I’m hoping she’s on the back porch, drinking her cup of Earl Grey tea and checking her email on her iPad. I smile at the memory of teaching my fifty-one-year-old mom how to use that thing.
Unfortunately, it’s not she who answers.
Knots instantly spring into my neck. “Hey.”
A grunt responds.
“Is mom around?”
“Out in the grove.”
She should be back by now. She’s always up at the ass-crack of dawn to do her rounds, checking the trees. “Have you gone out to make sure she’s okay?” Ever since that mild heart attack seven months ago, I’ve been worried about her being alone out there for too long.
“She’s fine.”
“All right. Let her know I called.” He won’t. I guess I’ll have to call back later anyway.
“Where are you calling from?”
I wonder what the caller display says. Hell, that’s probably why he answered in the first place. Because he didn’t know he’d be talking to his son. “Warner—the law firm I’m working at now.” Mama probably didn’t bother to tell him that I finished law school.
“Never heard of it.”
I bite back a sigh of exasperation. Despite its small size, Warner is one of the most reputable law firms in the state. Five generations of Warners have owned it, holding some prime real estate in the downtown Miami core. According to my research, Jack brought in a partner—his best friend—and for ten years, they worked together as Warner & Steele, exploding the client list by more than double. They parted ways some years back when he bought the other partner out.

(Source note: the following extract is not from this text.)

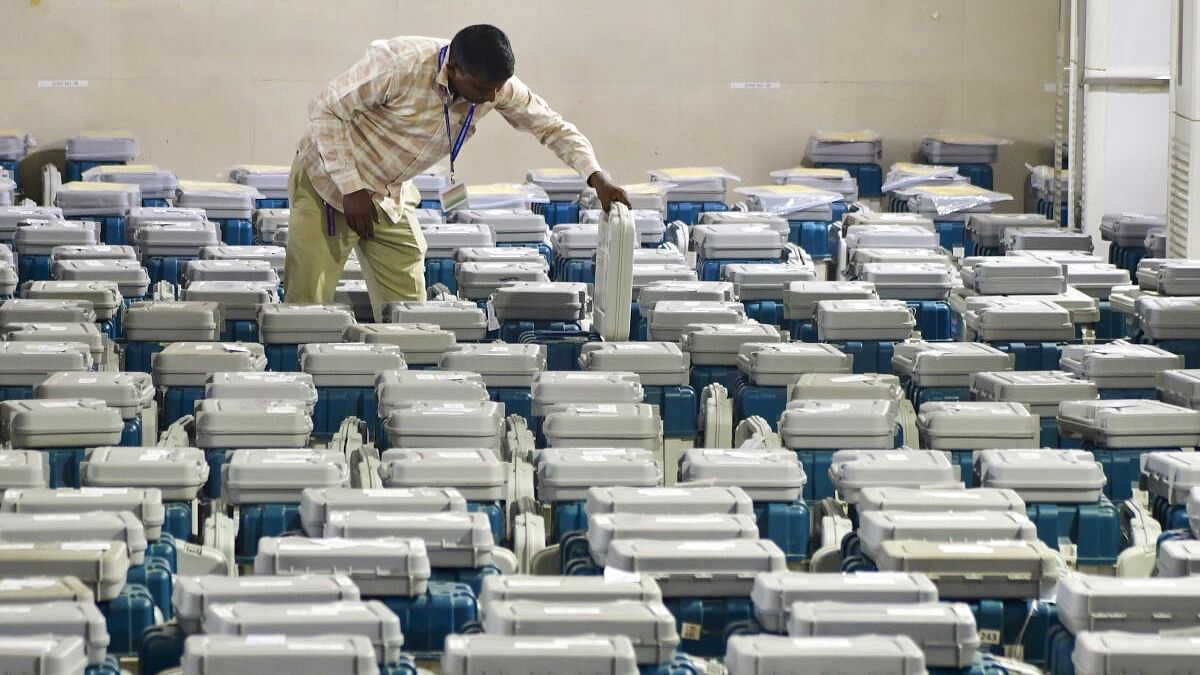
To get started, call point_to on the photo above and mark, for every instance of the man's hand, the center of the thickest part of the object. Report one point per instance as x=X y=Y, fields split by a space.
x=607 y=191
x=360 y=213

In any case, I wouldn’t expect my dad to know a law firm from a donut shop. He’s just trying to needle me. “Later.” I hang up and head out in search of that cup of coffee before he has a chance to put me in a bad mood. He’s the only person capable of doing that.
The Warner office itself is a mix of new and old—modern light gray walls, mahogany wall-to-wall bookshelves and desks, open-concept desks in the center of the room, fishbowl offices lining the outskirts. It’s as if someone decided to redecorate but ran out of either money or creativity. Jack did mention something about renovating in the winter. The place seems fine to me, but I’m a twenty-five-year-old who lives with five other guys and would come to work in board shorts if he could.
The office isn’t huge or complicated and it takes no time to find the break room, though I play the “first day” card and let an adorable law clerk lead me there, smiling and blushing at me the entire way as I watch her curvy ass sway. I have an appreciation for the many shapes and sizes of the female form. The old me—as in two days ago—would probably have her number by now. The new me is trying something different. Specifically, he’s trying not to hit on every female he finds attractive.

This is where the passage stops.